Sorarsın kişiye; Kendin üzerinde hak iddia edebilir misin? Hâşa der… Sahip tektir der. Bedeninin, ruhunun Allah’a ait olduğunu söyler. 
Lâkin kendine bile sahip olamazken, etrafındaki herşeyi almak ister, sahiplenmek ister. Bu mülkiyet sevdası, “sadece benim geleceğim” kaygısıdır. 
Bu kaygı kullanılmaya açıktır!.. Konut’a ve rantına ya da banka faiz gelirine yönelinmesi, kendi üretmemesi, yönetenlerin acizliği olabilir ancak.
Mülk talebi kimde yok biliyor musunuz? Allah’a en yakın olan çocuklarımızda… Çocuklar yapı olarak mülk edinmez. Birkaç küçük oyuncağını sahiplenir gibi görünür ama aslında sahiplenmez, on dakika sonra onu da gözü görmez…
Doğum mesafesi uzadıkça yani büyüdükçe mülk telaşı başlar ve kendi başına çorabı örer. Birileri de bunu fırsata çevirir.
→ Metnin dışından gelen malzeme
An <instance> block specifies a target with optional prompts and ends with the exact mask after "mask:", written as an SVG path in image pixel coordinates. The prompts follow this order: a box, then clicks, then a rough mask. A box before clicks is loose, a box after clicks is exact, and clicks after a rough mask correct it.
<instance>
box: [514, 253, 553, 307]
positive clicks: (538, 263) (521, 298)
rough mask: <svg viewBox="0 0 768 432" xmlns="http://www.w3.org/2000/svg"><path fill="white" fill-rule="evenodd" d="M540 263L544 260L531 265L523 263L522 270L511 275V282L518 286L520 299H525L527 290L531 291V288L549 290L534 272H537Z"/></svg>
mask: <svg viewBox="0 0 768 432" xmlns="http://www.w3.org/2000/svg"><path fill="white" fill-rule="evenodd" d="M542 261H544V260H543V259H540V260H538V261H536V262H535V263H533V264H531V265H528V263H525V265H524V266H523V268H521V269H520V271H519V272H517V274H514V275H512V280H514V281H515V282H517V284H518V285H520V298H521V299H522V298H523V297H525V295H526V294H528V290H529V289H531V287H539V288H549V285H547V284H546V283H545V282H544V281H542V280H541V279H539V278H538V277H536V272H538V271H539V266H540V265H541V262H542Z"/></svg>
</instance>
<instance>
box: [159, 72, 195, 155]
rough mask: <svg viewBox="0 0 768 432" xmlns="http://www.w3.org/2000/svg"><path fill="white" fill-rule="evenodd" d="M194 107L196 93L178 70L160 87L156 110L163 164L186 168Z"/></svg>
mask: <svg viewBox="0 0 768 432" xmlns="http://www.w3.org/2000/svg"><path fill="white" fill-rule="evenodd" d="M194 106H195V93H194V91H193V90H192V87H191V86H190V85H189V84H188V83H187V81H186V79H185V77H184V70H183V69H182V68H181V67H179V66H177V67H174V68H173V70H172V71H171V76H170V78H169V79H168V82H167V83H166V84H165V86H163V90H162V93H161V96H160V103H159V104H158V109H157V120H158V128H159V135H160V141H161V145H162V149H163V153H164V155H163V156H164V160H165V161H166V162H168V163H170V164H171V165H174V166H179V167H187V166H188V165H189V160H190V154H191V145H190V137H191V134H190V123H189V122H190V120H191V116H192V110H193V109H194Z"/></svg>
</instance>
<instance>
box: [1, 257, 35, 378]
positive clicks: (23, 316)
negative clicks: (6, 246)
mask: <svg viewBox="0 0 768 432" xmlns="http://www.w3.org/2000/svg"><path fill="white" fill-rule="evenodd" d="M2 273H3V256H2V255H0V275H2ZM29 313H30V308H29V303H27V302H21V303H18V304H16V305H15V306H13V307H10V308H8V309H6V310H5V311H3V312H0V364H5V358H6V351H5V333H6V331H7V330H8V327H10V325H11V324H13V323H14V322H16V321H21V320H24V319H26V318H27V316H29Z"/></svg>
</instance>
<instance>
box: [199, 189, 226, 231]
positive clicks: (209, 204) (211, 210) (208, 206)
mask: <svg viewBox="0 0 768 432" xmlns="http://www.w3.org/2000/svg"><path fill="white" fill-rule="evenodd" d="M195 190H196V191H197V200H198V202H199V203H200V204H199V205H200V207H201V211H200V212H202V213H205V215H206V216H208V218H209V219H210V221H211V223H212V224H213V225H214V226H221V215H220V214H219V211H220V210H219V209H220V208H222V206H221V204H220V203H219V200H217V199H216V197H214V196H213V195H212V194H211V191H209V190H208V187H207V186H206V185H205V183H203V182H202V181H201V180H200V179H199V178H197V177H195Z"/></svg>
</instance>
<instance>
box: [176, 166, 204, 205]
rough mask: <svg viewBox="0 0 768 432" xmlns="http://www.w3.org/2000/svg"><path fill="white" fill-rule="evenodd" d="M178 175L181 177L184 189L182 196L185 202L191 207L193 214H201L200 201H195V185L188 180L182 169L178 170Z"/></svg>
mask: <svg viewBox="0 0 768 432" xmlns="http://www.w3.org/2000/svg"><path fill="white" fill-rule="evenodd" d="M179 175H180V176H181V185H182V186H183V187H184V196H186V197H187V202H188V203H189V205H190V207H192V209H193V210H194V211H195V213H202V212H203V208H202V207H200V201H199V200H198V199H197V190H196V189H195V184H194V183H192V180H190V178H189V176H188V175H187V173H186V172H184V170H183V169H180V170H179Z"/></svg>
Ardından ne zekat kalır ne fitre, sadaka bile vermeye eli gitmez… 
Günümüzde öne çıkartılan en popüler yatırım aracı yani konuta, kenardaki üç kuruşunu bile yatırma telaşı, kendi için biriktirme, depolama telaşı bundandır. 
İnsan doğası gereği en çokta savaş ve kıtlık gibi zor zamanlarda kendi için depolama ihtiyacı duyar… Sadece böyle zamanlarda depolama isteği içten gelir, müdahele edilemez.